Depuis 1964, le Panthéon a de nouveau connu des phases de délaissement sous Georges Pompidou et Valéry Giscard d’Estaing, et un regain prononcé depuis le 10 mai 1981 et l’hommage mitterrandien rendu à Schoelcher, Jaurès et Jean Moulin. Les « grands hommes » de la République ont enfin fait une place, encore trop minoritaire, aux femmes d’exception, de Simone Veil à Joséphine Baker. Quant à la Résistance, au souvenir monopolisé par Jean Moulin jusqu’en 2015, les entrées successives des quatre panthéonisés, à parité, de François Hollande – Geneviève Anthonioz-de Gaulle, Germaine Tillion, Pierre Brossolette et Jean Zay – puis Joséphine Baker et les Manouchian, enfin l’annonce de la prochaine entrée de l’historien Marc Bloch, ont profondément modifié l’image du Résistant, loin des seuls mouvements, maquis ou de La bataille du rail de René Clément.

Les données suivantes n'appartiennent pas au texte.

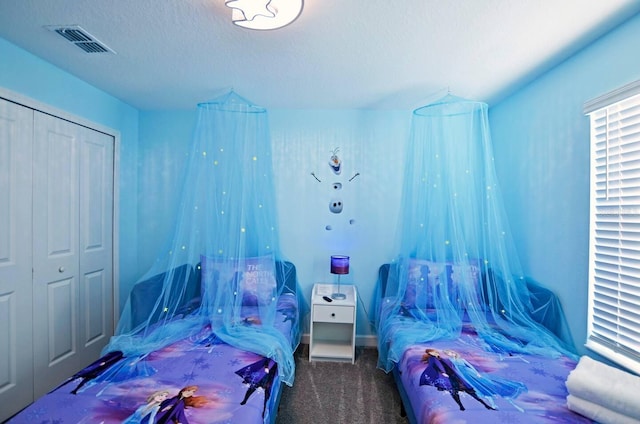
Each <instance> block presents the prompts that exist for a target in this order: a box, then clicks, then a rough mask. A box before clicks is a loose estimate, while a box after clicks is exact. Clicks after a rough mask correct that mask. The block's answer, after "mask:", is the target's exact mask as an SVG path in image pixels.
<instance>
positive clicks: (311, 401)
mask: <svg viewBox="0 0 640 424" xmlns="http://www.w3.org/2000/svg"><path fill="white" fill-rule="evenodd" d="M295 358H296V378H295V382H294V384H293V387H289V386H285V387H284V390H283V392H282V398H281V401H280V410H279V411H278V416H277V419H276V423H277V424H299V423H300V424H314V423H322V424H327V423H349V424H364V423H369V424H380V423H385V424H394V423H397V424H406V423H407V422H408V421H407V419H406V418H404V417H401V416H400V395H399V394H398V391H397V389H396V386H395V383H394V381H393V376H392V375H391V374H385V373H384V371H382V370H379V369H377V368H376V363H377V361H378V351H377V350H376V349H375V348H358V349H357V350H356V363H355V364H354V365H352V364H351V363H340V362H317V361H314V362H309V345H300V346H299V348H298V350H297V351H296V353H295Z"/></svg>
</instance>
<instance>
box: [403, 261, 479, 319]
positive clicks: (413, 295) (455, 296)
mask: <svg viewBox="0 0 640 424" xmlns="http://www.w3.org/2000/svg"><path fill="white" fill-rule="evenodd" d="M479 274H480V273H479V268H478V267H477V265H475V264H469V265H454V264H453V263H451V262H432V261H427V260H422V259H411V260H410V261H409V268H408V272H407V278H408V281H407V287H406V290H405V295H404V299H403V303H404V305H405V306H407V307H415V306H417V307H419V308H426V309H434V308H435V307H436V303H437V302H436V300H437V299H439V298H441V297H442V296H445V295H447V294H448V296H449V300H450V301H451V303H452V304H455V303H460V302H462V301H463V300H462V299H465V298H468V296H475V287H477V284H478V276H479ZM460 306H462V305H460Z"/></svg>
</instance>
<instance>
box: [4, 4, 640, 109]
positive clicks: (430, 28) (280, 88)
mask: <svg viewBox="0 0 640 424" xmlns="http://www.w3.org/2000/svg"><path fill="white" fill-rule="evenodd" d="M638 11H640V2H639V1H637V0H606V1H605V0H562V1H559V0H466V1H465V0H458V1H454V0H449V1H446V0H401V1H389V0H386V1H382V0H306V1H305V4H304V9H303V11H302V14H301V16H300V18H299V19H298V20H297V21H295V22H294V23H293V24H291V25H289V26H287V27H285V28H282V29H279V30H274V31H252V30H247V29H243V28H240V27H237V26H235V25H233V24H232V23H231V20H230V16H231V10H230V9H229V8H228V7H226V6H225V5H224V0H110V1H104V0H0V37H3V38H5V39H6V40H8V41H10V42H12V43H14V44H16V45H17V46H19V47H21V48H23V49H25V50H27V51H29V52H31V53H33V54H35V55H36V56H39V57H41V58H43V59H44V60H46V61H48V62H50V63H52V64H54V65H56V66H58V67H60V68H62V69H64V70H66V71H68V72H69V73H71V74H73V75H76V76H78V77H79V78H81V79H83V80H85V81H87V82H88V83H90V84H92V85H94V86H96V87H98V88H100V89H102V90H104V91H106V92H108V93H110V94H112V95H113V96H115V97H117V98H119V99H121V100H123V101H125V102H127V103H129V104H131V105H132V106H134V107H137V108H139V109H142V110H149V109H191V108H193V107H195V105H196V104H197V103H199V102H202V101H206V100H209V99H211V98H213V97H215V96H216V95H218V94H219V93H221V92H222V91H224V90H228V89H231V88H232V89H234V90H235V91H236V92H238V93H239V94H241V95H242V96H245V97H247V98H249V99H251V100H252V101H253V102H255V103H256V104H259V105H261V106H265V107H267V108H296V109H311V108H313V109H323V108H340V109H361V108H385V109H388V108H394V109H413V108H416V107H419V106H422V105H424V104H426V102H427V101H431V100H434V99H435V97H434V96H436V97H439V96H441V95H444V94H446V92H447V91H448V90H449V91H451V93H453V94H456V95H458V96H462V97H467V98H472V99H477V100H483V101H487V102H489V103H492V102H493V101H497V100H498V99H500V98H501V97H502V96H504V95H505V94H506V93H508V92H509V90H511V89H513V87H516V86H518V85H519V84H522V83H523V82H526V81H527V80H528V79H530V78H532V77H534V76H535V75H537V74H538V73H540V72H542V71H544V70H546V69H548V67H549V66H551V65H553V64H555V63H557V62H559V61H560V60H562V59H563V58H565V57H566V56H567V55H568V54H570V53H572V52H574V51H576V50H577V49H578V48H580V47H581V46H583V45H585V44H586V43H588V42H590V41H593V40H594V39H595V38H596V37H598V36H600V35H602V34H603V33H604V32H605V31H607V30H609V29H611V28H612V27H613V26H614V25H617V24H619V23H620V22H622V21H623V20H624V19H627V18H628V17H630V16H632V15H633V14H635V13H637V12H638ZM68 24H75V25H80V26H81V27H82V28H84V29H85V30H87V31H88V32H89V33H91V34H92V35H93V36H95V37H96V38H97V39H99V40H100V41H101V42H103V43H104V44H106V45H107V46H108V47H109V48H111V49H113V50H114V51H115V52H116V54H102V55H97V54H87V53H84V52H83V51H82V50H81V49H79V48H77V47H75V46H73V45H71V44H69V43H68V42H66V41H65V40H64V39H63V38H62V37H60V36H58V35H57V34H55V33H54V32H51V31H49V30H47V29H46V28H45V26H47V25H68ZM1 61H2V59H1V58H0V64H1Z"/></svg>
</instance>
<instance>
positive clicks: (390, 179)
mask: <svg viewBox="0 0 640 424" xmlns="http://www.w3.org/2000/svg"><path fill="white" fill-rule="evenodd" d="M240 94H242V95H243V96H244V95H245V94H244V93H240ZM248 98H249V99H250V97H248ZM195 118H196V111H195V110H193V111H171V112H158V111H151V112H141V114H140V146H139V153H140V162H139V163H140V166H139V177H138V178H139V189H138V201H139V205H138V217H139V219H138V221H139V239H140V246H139V252H138V255H139V258H140V261H139V264H140V266H139V269H138V271H139V272H140V273H142V272H144V271H146V270H147V268H149V267H150V266H151V265H152V263H153V261H154V259H155V258H156V255H157V254H158V253H159V249H161V248H162V247H159V246H164V245H166V243H167V242H168V239H167V237H171V235H172V231H173V229H174V225H175V216H176V213H177V210H176V202H177V201H178V200H179V194H180V191H181V187H180V182H179V176H180V175H181V173H182V172H183V167H184V165H185V162H186V154H187V153H188V152H189V148H190V147H189V146H190V145H189V143H190V141H191V135H192V132H193V128H194V125H195V120H196V119H195ZM410 119H411V113H410V112H405V111H354V110H335V111H327V110H305V111H300V110H270V111H269V120H270V121H269V122H270V126H271V133H272V149H273V157H274V174H275V178H276V181H275V184H276V201H277V206H278V212H279V216H280V222H279V226H280V234H281V246H282V250H283V254H284V256H285V258H286V259H288V260H290V261H292V262H293V263H295V265H296V268H297V271H298V278H299V282H300V285H301V286H302V288H303V290H304V293H305V296H306V297H307V299H309V297H310V294H311V287H312V286H313V283H315V282H332V281H335V280H334V278H333V276H332V275H331V274H330V273H329V257H330V256H331V255H332V254H346V255H349V256H351V267H350V274H349V275H346V276H344V277H343V278H342V280H341V281H342V282H344V283H352V284H356V285H357V286H358V288H359V292H360V298H361V299H360V300H361V302H360V308H359V316H358V326H357V327H358V328H357V332H358V334H359V335H368V334H371V328H370V326H369V324H368V322H369V319H368V317H367V313H368V309H369V305H370V303H371V296H372V294H373V289H374V285H375V282H376V277H377V269H378V267H379V266H380V265H381V264H382V263H384V262H388V261H390V260H391V259H392V258H393V256H394V254H395V250H394V246H393V241H394V237H395V228H396V223H397V220H398V217H397V214H398V204H399V202H400V194H401V190H400V186H401V184H402V171H403V170H402V165H401V164H402V163H403V161H404V153H405V143H406V140H407V138H408V131H409V126H410ZM336 147H339V148H340V150H339V156H340V158H341V159H342V161H343V171H342V174H341V175H340V176H339V177H337V176H334V175H333V174H332V173H331V172H330V170H329V166H328V161H329V157H330V156H331V151H332V150H333V149H335V148H336ZM311 172H314V173H315V174H316V176H317V177H318V178H319V179H320V180H321V182H318V181H317V180H316V179H315V178H314V177H313V176H312V175H311ZM356 173H359V174H360V175H358V176H357V177H356V178H354V179H353V180H352V181H351V182H349V181H348V180H349V179H350V178H351V177H353V176H354V175H355V174H356ZM334 182H341V183H342V184H343V186H344V188H343V190H342V193H341V200H342V201H343V202H344V210H343V212H342V213H341V214H333V213H331V212H330V211H329V201H330V200H331V198H332V196H333V194H335V193H334V192H333V191H332V188H331V186H332V183H334ZM351 220H354V223H353V224H351V223H350V221H351ZM327 225H330V226H331V227H332V230H330V231H328V230H326V226H327Z"/></svg>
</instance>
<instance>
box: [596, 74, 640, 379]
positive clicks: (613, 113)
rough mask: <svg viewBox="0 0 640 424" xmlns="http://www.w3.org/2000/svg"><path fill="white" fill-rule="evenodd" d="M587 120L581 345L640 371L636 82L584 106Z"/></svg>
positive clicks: (597, 352)
mask: <svg viewBox="0 0 640 424" xmlns="http://www.w3.org/2000/svg"><path fill="white" fill-rule="evenodd" d="M585 112H586V113H587V114H588V115H589V117H590V121H591V193H590V203H591V208H590V217H591V225H590V238H589V240H590V246H589V320H588V334H587V347H588V348H590V349H592V350H594V351H596V352H597V353H599V354H601V355H603V356H605V357H607V358H609V359H611V360H612V361H615V362H617V363H619V364H620V365H623V366H625V367H627V368H629V369H631V370H633V371H636V372H640V81H638V82H636V83H634V84H630V85H628V86H625V87H623V88H621V89H619V90H616V91H615V92H613V93H609V94H606V95H604V96H601V97H599V98H598V99H595V100H593V101H591V102H588V103H587V104H586V105H585Z"/></svg>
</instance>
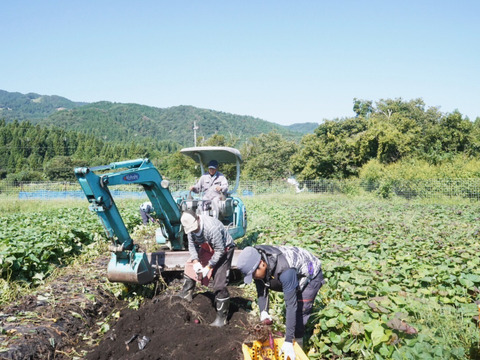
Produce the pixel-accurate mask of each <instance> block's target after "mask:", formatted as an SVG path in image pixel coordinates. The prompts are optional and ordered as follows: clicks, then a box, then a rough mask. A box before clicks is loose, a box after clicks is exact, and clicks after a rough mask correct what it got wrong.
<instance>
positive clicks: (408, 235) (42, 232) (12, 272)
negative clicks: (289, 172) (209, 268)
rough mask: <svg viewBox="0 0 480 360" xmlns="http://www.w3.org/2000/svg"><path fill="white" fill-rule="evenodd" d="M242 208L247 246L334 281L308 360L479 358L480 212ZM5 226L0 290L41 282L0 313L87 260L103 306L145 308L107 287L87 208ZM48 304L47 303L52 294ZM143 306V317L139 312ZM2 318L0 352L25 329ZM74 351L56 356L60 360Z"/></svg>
mask: <svg viewBox="0 0 480 360" xmlns="http://www.w3.org/2000/svg"><path fill="white" fill-rule="evenodd" d="M244 201H245V204H246V207H247V212H248V218H249V225H248V232H247V236H246V237H245V238H243V239H241V240H239V241H238V244H239V246H240V247H244V246H247V245H253V244H286V245H293V246H301V247H304V248H306V249H308V250H310V251H312V252H313V253H315V254H316V255H317V256H318V257H319V258H320V259H321V260H322V264H323V269H324V276H325V278H326V280H327V283H326V284H325V285H324V286H323V288H322V289H321V291H320V293H319V295H318V297H317V299H316V302H315V311H314V315H313V316H312V317H311V321H310V323H309V325H308V329H309V334H310V335H311V336H310V338H309V340H308V341H307V342H306V344H305V350H306V352H307V353H308V355H309V358H311V359H323V358H330V359H338V358H344V359H358V358H364V359H429V358H430V359H477V358H479V356H480V355H479V328H478V311H479V310H478V307H477V302H480V301H479V300H480V269H479V263H480V259H479V258H478V252H479V247H480V245H479V243H478V242H479V240H480V226H479V220H480V215H479V214H480V204H479V203H477V202H466V201H459V202H455V201H444V202H439V203H427V202H416V201H410V202H408V201H405V200H401V199H394V200H378V199H373V198H359V197H357V198H356V197H352V198H349V197H343V196H322V195H308V194H299V195H296V196H294V195H282V196H265V197H248V198H245V199H244ZM122 207H123V212H122V215H124V217H125V218H126V223H127V227H129V229H130V230H131V231H134V232H137V233H138V234H140V233H142V234H146V233H148V231H149V229H142V227H141V226H139V224H140V218H139V216H137V212H136V210H137V208H138V202H134V201H131V202H125V203H122ZM0 224H1V230H0V256H1V263H0V266H1V268H2V275H1V276H2V279H3V280H2V287H1V288H2V289H7V288H10V287H11V285H12V284H13V283H12V282H13V281H14V280H20V279H23V280H28V281H31V282H32V283H34V284H36V285H37V286H36V287H33V288H32V289H31V290H29V291H28V293H27V292H26V290H25V289H23V290H22V289H20V290H19V294H18V295H17V294H11V295H10V298H7V297H6V295H5V291H3V292H2V299H1V300H2V305H1V308H0V315H2V314H5V309H7V308H8V309H11V308H12V306H11V305H12V303H15V302H21V301H22V300H21V299H22V298H24V297H28V296H30V297H31V296H37V299H38V295H37V294H44V293H45V291H43V289H44V287H45V286H47V287H48V286H50V287H52V283H54V282H55V278H56V277H57V276H58V275H57V274H56V271H53V270H52V269H53V267H52V264H57V265H63V266H64V268H65V269H68V268H69V267H70V266H76V263H77V262H78V259H81V258H82V257H83V260H82V261H83V262H82V267H81V269H83V271H84V272H86V273H88V272H90V273H92V272H93V270H95V274H96V277H95V279H94V280H92V278H90V279H88V278H81V281H95V283H96V285H97V287H95V288H96V289H97V288H102V289H104V291H105V292H110V295H105V296H104V298H103V300H102V302H103V304H104V305H105V304H106V303H107V302H109V301H110V302H114V301H119V299H121V300H122V301H124V302H125V303H128V302H130V303H132V302H133V301H134V300H135V301H141V294H140V292H139V291H137V293H136V295H135V297H134V298H132V297H128V296H123V297H122V296H121V295H120V294H119V293H118V291H119V287H118V285H116V286H112V285H110V284H108V283H105V281H104V280H102V279H101V278H102V276H101V272H102V271H104V270H105V269H102V267H101V266H102V261H101V259H106V258H107V257H108V254H106V253H102V250H104V249H105V240H104V239H103V237H102V235H101V234H102V229H101V228H100V225H99V224H98V219H97V218H96V215H94V214H91V213H89V211H88V210H87V204H86V202H84V203H78V204H77V203H75V204H72V205H71V206H70V205H69V204H64V205H60V206H54V207H53V208H50V207H49V206H48V205H47V206H45V208H42V209H23V208H21V206H20V207H19V208H18V209H9V210H8V209H7V211H5V212H4V215H2V216H1V217H0ZM134 239H135V237H134ZM44 244H48V246H47V245H45V246H43V245H44ZM105 252H106V251H105ZM86 254H87V256H86ZM30 255H33V256H30ZM85 256H86V257H87V259H88V260H85ZM52 259H53V260H52ZM97 259H100V260H97ZM89 266H92V267H94V268H92V269H91V270H90V269H89ZM81 272H82V271H78V268H77V270H76V271H75V273H76V274H77V276H81V274H80V273H81ZM48 275H51V276H49V277H48ZM81 281H80V280H79V281H77V283H81ZM84 285H85V286H84V288H87V287H88V286H87V285H91V284H84ZM239 287H240V288H242V290H243V291H244V292H245V294H247V295H248V296H251V294H253V287H252V285H250V286H247V287H245V286H243V285H239ZM55 289H57V291H58V288H55ZM89 291H90V292H91V293H94V291H95V290H94V289H90V290H88V291H86V292H85V290H84V292H83V293H84V294H85V293H87V295H88V292H89ZM56 296H57V297H58V296H60V295H59V294H56ZM72 297H73V295H72ZM147 297H148V296H147ZM45 298H46V299H45ZM42 299H43V301H45V302H47V303H48V302H49V298H48V297H45V296H44V297H43V298H42ZM84 301H85V303H86V305H89V301H90V302H94V301H95V299H93V298H92V297H91V296H90V297H89V296H86V297H85V299H84ZM97 302H99V300H98V298H97ZM271 302H272V304H273V305H272V306H271V308H272V309H275V310H274V311H272V315H273V317H274V319H275V320H276V323H277V327H278V329H279V330H281V326H279V325H278V324H281V323H282V322H283V311H284V307H283V302H282V301H281V296H280V295H272V298H271ZM117 305H118V304H117ZM107 308H108V309H110V310H111V311H113V305H110V306H105V310H104V312H103V313H101V314H98V315H97V316H99V318H98V319H96V320H95V319H94V320H92V321H93V322H95V321H96V322H100V323H101V325H98V329H96V328H95V326H94V325H89V327H90V332H93V331H94V330H95V329H96V330H95V331H97V335H96V336H95V338H96V339H97V340H95V341H93V340H92V339H90V340H89V341H86V342H84V343H83V344H82V349H83V350H84V351H88V350H91V349H89V348H88V346H91V347H92V348H93V347H94V346H95V344H96V343H97V342H98V341H100V339H101V338H102V334H103V333H105V332H107V330H106V327H105V323H104V322H103V321H105V318H106V317H107V316H108V313H107V310H106V309H107ZM137 308H138V310H137V311H142V305H138V306H137ZM255 312H256V309H255V305H254V306H253V310H252V313H253V314H255ZM9 315H10V316H13V315H12V314H9ZM92 316H93V315H92ZM18 317H19V316H17V318H18ZM7 319H8V317H6V316H3V317H2V316H0V332H1V333H0V351H6V350H7V349H8V344H9V343H10V341H12V338H13V337H15V336H18V333H19V332H20V331H17V332H15V331H14V332H12V331H7V330H4V329H6V328H7V327H8V326H9V322H8V321H7ZM17 320H18V319H17ZM110 320H111V322H110V323H109V325H108V328H114V326H115V319H114V317H110ZM12 321H13V320H12ZM10 325H11V324H10ZM78 332H79V333H80V332H81V333H82V336H83V335H84V334H85V333H86V332H85V331H84V329H81V328H80V329H78ZM177 335H178V337H179V338H181V337H182V334H181V333H179V334H177ZM239 340H240V341H242V339H239ZM0 354H1V352H0ZM69 354H70V355H69ZM78 354H79V352H78V351H75V352H70V353H68V352H66V351H64V352H63V353H58V352H57V354H56V356H57V357H56V358H73V357H75V356H79V355H78ZM45 358H47V357H45Z"/></svg>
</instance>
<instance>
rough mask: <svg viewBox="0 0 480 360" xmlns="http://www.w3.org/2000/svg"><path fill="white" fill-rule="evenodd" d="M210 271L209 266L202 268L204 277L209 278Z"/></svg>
mask: <svg viewBox="0 0 480 360" xmlns="http://www.w3.org/2000/svg"><path fill="white" fill-rule="evenodd" d="M209 271H210V266H208V265H207V266H205V267H204V268H202V276H203V277H207V275H208V272H209Z"/></svg>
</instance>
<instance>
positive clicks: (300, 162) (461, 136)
mask: <svg viewBox="0 0 480 360" xmlns="http://www.w3.org/2000/svg"><path fill="white" fill-rule="evenodd" d="M354 111H355V112H356V113H357V116H356V117H352V118H345V119H336V120H329V121H325V122H324V123H322V124H321V125H320V126H319V127H318V128H317V129H316V130H315V134H312V135H306V136H304V137H303V139H302V142H301V145H300V151H298V152H297V153H296V154H294V155H293V156H292V158H291V168H292V171H293V172H294V173H295V174H297V175H298V178H299V179H317V178H349V177H352V176H359V175H361V174H362V169H363V170H365V168H366V167H368V166H371V167H373V166H377V168H379V169H380V168H382V167H383V168H385V167H388V166H390V165H393V164H399V163H405V162H410V164H409V165H408V166H407V167H410V168H412V169H415V170H416V171H417V175H418V176H421V175H422V172H418V168H416V167H415V166H417V165H418V164H417V165H412V163H415V161H417V163H418V162H423V164H425V165H431V166H440V165H442V164H444V163H446V162H449V161H451V160H452V159H454V158H455V157H458V156H462V157H463V158H465V160H463V163H465V162H466V161H467V159H469V158H475V157H478V156H479V155H480V118H479V117H477V118H476V120H475V121H474V122H472V121H470V120H469V119H468V118H465V117H463V116H462V114H461V113H460V112H458V111H454V112H452V113H447V114H443V113H441V112H440V111H439V110H438V109H437V108H426V107H425V104H424V102H423V100H422V99H415V100H411V101H408V102H407V101H403V100H402V99H394V100H392V99H387V100H380V101H378V102H377V103H376V104H375V105H374V104H373V103H372V102H371V101H363V100H355V102H354ZM461 163H462V162H461V161H460V162H459V164H461ZM422 166H423V165H422ZM390 169H392V168H391V167H390ZM415 170H414V171H415ZM453 173H454V172H453V171H452V175H453ZM405 175H406V174H405ZM476 176H477V177H478V176H480V170H479V171H478V174H477V175H476Z"/></svg>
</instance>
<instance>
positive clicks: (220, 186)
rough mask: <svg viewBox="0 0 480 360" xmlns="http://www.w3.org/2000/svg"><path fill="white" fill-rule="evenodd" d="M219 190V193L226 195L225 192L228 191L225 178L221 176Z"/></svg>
mask: <svg viewBox="0 0 480 360" xmlns="http://www.w3.org/2000/svg"><path fill="white" fill-rule="evenodd" d="M220 180H221V181H220V188H221V189H222V190H221V192H222V193H224V194H226V193H227V191H228V181H227V178H226V177H225V176H224V175H222V176H221V179H220Z"/></svg>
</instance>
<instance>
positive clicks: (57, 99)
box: [0, 90, 87, 121]
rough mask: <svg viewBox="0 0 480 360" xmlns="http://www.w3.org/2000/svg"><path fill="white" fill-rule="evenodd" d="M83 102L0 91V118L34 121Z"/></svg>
mask: <svg viewBox="0 0 480 360" xmlns="http://www.w3.org/2000/svg"><path fill="white" fill-rule="evenodd" d="M85 104H87V103H85V102H74V101H71V100H68V99H66V98H64V97H61V96H57V95H52V96H49V95H39V94H36V93H28V94H21V93H18V92H8V91H5V90H0V118H5V119H6V120H7V121H11V120H35V119H43V118H45V117H48V116H49V115H51V114H52V113H54V112H55V111H58V110H62V109H73V108H75V107H78V106H83V105H85Z"/></svg>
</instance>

Jean Moulin, notre contemporain

Comme l’a relevé l’académicien Pascal Ory le 17 juin 2023 à Chartres, Jean Moulin est pleinement notre contemporain, par son triple refus fondateur du racisme, de l’antisémitisme et de l’homophobie du nazisme, ces trois haines coagulées dans l’exigence de l’occupant de faire accepter par un haut-fonctionnaire républicain l’ignominie de transférer la responsabilité de crimes de guerre aux courageux tirailleurs sénégalais et aux ordres du « juif » Mandel, ministre de l’Intérieur hostile à l’armistice, inspirateur du départ du général de Gaulle à Londres.

Si Mandel était bien « l’homme qu’on attendait » selon la belle formule de Jean-Noël Jeanneney, l’homme ou la femme qu’attend la France de 2024 n’est plus un homme providentiel, mais celle ou celui qui éclairera le chemin d’une réconciliation de la France républicaine avec elle-même, les valeurs de son triptyque, l’ambition universelle de son message de solidarité et d’égalité. Très loin des passions tristes du repli sur soi, très près de l’élan ressenti cet été lors de la fête de l’olympisme, entre accueil du monde entier et fierté de réaliser de grandes choses ensemble. Le message porté par le préfet d’Eure-et-Loir dans sa préparation des 150 ans de la Révolution française en 1939. Les valeurs qu’il a incarnées, du 17 juin 1940 au 8 juillet 1943. Au prix de sa vie, au nom de l’amour de la vie.

*Pierre Allorant, Professeur des universités, est Président du Comité d’histoire parlementaire et politique, Président des Amis de Jean Zay et membre du Comité d’histoire préfectorale de l’Institut des Hautes études du ministère de l’Intérieur. Il vient de publier chez Calype, « Destins », Jean Moulin. Le préfet de la Résistance et Jean Zay. Jeunesse de la République chez Bouquins (avec Olivier Loubes).